Many of our students have gone on to found independent institutions and projects – from musician /producer Andre River’s Poor Man Records in Richmond to tenor saxophone virtuoso Howard Wiley’s Angola Project and former break dancer now gang prevention specialist Gonzalo Rucobo’s Bay Area Peacekeepers. Others like Antoine Hunter, a deaf modern jazz dancer/choreographer, and Dolores Garcia, a dancer/musician of traditional Mexican Son, have become performer/faculty members at the Center itself, while capoeirista/pianist/filmmaker Simmie Foster attends her final year of medical school at Yale – after completing a PHD there in immunology, and Richard Zhu, award-winning classical pianist, and recent graduate from U.C. Berkeley begins a work life combining a major in business and music.
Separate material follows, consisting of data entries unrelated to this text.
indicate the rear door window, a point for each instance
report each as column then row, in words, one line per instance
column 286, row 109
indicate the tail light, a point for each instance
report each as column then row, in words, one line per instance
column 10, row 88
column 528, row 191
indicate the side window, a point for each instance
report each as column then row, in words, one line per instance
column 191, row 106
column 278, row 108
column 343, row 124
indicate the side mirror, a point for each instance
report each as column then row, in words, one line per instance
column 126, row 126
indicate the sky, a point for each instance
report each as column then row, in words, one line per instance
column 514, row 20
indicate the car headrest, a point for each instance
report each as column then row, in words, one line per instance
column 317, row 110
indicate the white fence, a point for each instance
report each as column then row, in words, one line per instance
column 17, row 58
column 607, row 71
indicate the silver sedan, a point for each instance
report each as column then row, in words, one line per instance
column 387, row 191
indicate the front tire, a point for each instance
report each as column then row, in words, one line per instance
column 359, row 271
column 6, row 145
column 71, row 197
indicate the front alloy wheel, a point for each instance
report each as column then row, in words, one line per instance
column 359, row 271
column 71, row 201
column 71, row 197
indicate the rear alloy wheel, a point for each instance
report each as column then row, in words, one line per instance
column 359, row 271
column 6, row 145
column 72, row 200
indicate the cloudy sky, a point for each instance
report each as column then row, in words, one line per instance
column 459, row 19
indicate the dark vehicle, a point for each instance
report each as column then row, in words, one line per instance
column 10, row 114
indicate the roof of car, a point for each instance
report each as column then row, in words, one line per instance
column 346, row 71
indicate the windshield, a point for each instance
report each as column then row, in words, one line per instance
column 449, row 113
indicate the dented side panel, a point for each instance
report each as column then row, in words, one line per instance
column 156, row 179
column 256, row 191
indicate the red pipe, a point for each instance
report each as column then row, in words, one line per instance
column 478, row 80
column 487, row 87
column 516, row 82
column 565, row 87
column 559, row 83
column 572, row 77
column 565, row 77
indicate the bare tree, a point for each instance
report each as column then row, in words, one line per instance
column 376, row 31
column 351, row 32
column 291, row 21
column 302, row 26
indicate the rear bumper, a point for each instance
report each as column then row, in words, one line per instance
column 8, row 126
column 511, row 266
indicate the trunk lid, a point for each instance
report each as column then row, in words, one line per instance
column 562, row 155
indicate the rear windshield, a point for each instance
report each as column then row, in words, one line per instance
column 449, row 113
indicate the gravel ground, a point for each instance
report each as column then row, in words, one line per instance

Still others, like Redge Green, confined to a wheelchair since being shot at age seven, balance a movie and recording career with national youth empowerment and Ministry work, while Padre Masseo (formerly R. Gonzales) is a Franciscan Priest whose statewide youth development includes a popular web site geared towards advice for Latino youth.

Not all alumni become virtuoso jazz musicians, medical scientists, or community activists. Many more simply experience the life of imagination, and the joy of expression in a new way, often making new friends for life along the way.

As to the conservatory style or planned outcome of every student – we frame few specifics. The Center is, after all, a place of intensive discovery, during a time of intensive change.